Korea was the last key market with a prohibition on short selling and began allowing the practice again after the economy bounced back to its pre-pandemic peak last quarter.

The resumption also comes at a time when the Kospi Index is near a record high, having climbed about 10% this year, after surging by almost a third in 2020 in the best performance among major world indexes. And the resumption is accompanied with heavy penalties for wrongdoing, including jail for anyone who sells shares they haven’t actually borrowed.

But none of this is enough to quell concern among the nation’s individual traders, who have had relatively free rein since foreign funds pulled back after the ban took effect in March last year. They’ve got a lot at stake, having snapped up about 95.5 trillion won ($86 billion) of local equities in net buying in the period since then, according to Korea Exchange data.

"If the Kospi falls back into the 2,000s level, we will mobilize a huge number of retail investors to rally against short sellers,” said Jung Eui-jung, head of the Korea Stockholders Alliance, which led an unsuccessful K-streetbets campaign to keep the ban in place permanently.

While retail traders have historically found it difficult to go head-to-head with institutional money, GameStop’s dramatic run-up in January may have changed the dynamic. Investors on WallStreetBets — the Reddit forum that inspired K-streetbets — encouraged users to dive into GameStop stock and also bid it up using a sophisticated options strategy, creating a short squeeze that was painful for hedge funds such as Melvin Capital Management.

The Kospi closed at 3,147.86 on Friday, about 5% above the level that would put the alliance on alert.

While retail traders have grown to account for more than three-quarters of daily turnover, that doesn’t mean they could inflict losses on hedge funds like those sustained in the U.S. GameStop surge, said Hwang Sei-woon, an economist at the Korea Capital Market Institute.

"There is no clear consensus on who short sellers would be and who to target,” said Hwang, who started wearing a protective vest when commuting to work after receiving death threats for advocating short selling.

It won’t just be hedge funds from abroad that employ the strategy; Korean mom-and-pop traders will be among them.
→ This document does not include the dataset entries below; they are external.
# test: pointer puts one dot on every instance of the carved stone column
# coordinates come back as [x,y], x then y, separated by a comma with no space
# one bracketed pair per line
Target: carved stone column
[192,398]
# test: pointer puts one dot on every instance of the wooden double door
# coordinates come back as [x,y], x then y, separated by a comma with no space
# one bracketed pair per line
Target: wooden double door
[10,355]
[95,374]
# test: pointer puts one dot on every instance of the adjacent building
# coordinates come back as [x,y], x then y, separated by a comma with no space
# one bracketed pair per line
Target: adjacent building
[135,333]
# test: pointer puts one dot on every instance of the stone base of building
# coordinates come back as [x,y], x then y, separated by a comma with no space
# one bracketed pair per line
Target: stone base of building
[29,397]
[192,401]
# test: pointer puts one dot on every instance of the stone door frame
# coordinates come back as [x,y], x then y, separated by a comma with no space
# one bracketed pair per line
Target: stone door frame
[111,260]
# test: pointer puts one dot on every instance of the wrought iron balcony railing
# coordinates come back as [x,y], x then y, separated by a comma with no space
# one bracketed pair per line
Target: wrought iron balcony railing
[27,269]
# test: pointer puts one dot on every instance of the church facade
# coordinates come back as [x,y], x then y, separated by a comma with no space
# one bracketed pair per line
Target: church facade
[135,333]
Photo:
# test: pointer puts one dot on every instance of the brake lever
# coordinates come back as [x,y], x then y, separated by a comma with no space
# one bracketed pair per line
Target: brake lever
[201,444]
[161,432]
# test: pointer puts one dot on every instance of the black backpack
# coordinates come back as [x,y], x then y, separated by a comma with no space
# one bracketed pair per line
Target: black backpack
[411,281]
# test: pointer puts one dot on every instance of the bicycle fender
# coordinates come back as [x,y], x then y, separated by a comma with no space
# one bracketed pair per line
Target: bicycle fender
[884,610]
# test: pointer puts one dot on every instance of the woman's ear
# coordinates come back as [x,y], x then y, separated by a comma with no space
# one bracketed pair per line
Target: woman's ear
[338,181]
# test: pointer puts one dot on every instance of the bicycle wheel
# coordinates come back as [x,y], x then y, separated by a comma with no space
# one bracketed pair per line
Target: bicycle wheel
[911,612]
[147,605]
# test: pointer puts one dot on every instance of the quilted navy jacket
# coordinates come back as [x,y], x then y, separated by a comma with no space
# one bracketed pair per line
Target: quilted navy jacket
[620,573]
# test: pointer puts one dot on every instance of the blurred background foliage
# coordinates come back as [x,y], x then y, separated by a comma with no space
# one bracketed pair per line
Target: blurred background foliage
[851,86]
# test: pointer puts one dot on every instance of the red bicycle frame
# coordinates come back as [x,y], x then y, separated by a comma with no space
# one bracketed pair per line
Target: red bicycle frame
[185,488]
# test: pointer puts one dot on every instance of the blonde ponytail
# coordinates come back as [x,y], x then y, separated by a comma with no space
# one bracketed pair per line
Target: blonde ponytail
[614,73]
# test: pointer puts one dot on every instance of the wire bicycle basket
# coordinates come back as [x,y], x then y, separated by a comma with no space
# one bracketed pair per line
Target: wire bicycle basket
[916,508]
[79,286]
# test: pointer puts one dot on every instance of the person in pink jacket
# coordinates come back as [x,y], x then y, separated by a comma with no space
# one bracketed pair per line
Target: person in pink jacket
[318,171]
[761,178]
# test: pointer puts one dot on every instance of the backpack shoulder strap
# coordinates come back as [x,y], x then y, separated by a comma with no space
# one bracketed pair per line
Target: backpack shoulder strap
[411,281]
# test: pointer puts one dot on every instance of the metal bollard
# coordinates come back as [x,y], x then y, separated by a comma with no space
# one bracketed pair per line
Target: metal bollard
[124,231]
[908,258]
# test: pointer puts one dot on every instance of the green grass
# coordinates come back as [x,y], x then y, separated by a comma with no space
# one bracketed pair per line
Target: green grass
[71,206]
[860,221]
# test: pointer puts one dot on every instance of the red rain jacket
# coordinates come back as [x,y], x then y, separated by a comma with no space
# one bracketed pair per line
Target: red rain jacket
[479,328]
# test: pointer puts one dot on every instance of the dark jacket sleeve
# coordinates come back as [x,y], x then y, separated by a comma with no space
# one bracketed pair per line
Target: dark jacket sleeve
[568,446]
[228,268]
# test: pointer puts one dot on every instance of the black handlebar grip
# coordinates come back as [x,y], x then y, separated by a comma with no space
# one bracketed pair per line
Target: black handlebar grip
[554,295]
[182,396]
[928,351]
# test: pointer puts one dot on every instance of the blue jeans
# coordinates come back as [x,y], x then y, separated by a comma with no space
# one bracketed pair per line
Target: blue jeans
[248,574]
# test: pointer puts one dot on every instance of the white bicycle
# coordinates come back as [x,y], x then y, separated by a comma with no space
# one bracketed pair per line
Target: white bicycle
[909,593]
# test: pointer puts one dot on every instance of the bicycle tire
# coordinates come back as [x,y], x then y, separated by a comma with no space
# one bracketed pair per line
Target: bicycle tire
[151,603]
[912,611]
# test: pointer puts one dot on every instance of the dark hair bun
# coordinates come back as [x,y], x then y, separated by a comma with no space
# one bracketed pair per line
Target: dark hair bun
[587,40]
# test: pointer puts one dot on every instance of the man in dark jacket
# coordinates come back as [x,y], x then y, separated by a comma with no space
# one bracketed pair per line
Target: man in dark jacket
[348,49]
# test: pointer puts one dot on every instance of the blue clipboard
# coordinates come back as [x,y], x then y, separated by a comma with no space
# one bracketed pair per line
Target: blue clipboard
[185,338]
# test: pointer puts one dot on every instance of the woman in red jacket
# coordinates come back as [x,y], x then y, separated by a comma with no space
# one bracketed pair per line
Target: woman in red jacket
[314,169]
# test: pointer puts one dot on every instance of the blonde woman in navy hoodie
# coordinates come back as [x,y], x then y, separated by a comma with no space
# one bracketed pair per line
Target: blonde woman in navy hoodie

Chae Ae-kyung, a 62-year-old homemaker who began buying stocks during the pandemic, said she plans to take a mandatory hour and a half online training course so she is allowed to short sell. At its most simple, the practice involves borrowing a stock and selling it, betting that the price will have gone down by the time you need to buy it back.

"I got into the stock market out of nowhere, without much understanding of it,” said Chae, whose first purchases included Samsung Electronics Co., Kia Corp. and SK Biopharmaceuticals Co. "I’ll do the training. I’m sure it will help.”

Hana Financial Investment Co. is launching short-selling to retail investors for the first time on Monday and nearly 30 firms are expected to be offering the service by year end, compared with just six in early 2020. Most are making the move without any fanfare, to minimize the risk of a backlash.

Goldman Sachs Group Inc.’s John Kwon and Tim Moe suggest that worries over short selling may be overblown.

Allowing investors to hedge their risk through the strategy may spur net foreign inflows, according to the pair.

The last two times short selling was restored after a ban, there was initial volatility and declines, but the lost ground was regained after about a month, they wrote in a report in April.

Hong, the 32-year-old office worker, isn’t taking any chances though.

He recently scanned Korea Exchange’s website, looking for companies that have come into the sights of short sellers, and found that LG Display Co. was among them.

"I cut my LG Display holdings by about half,” he said. "I also sold shares of other companies for profit, just in case.”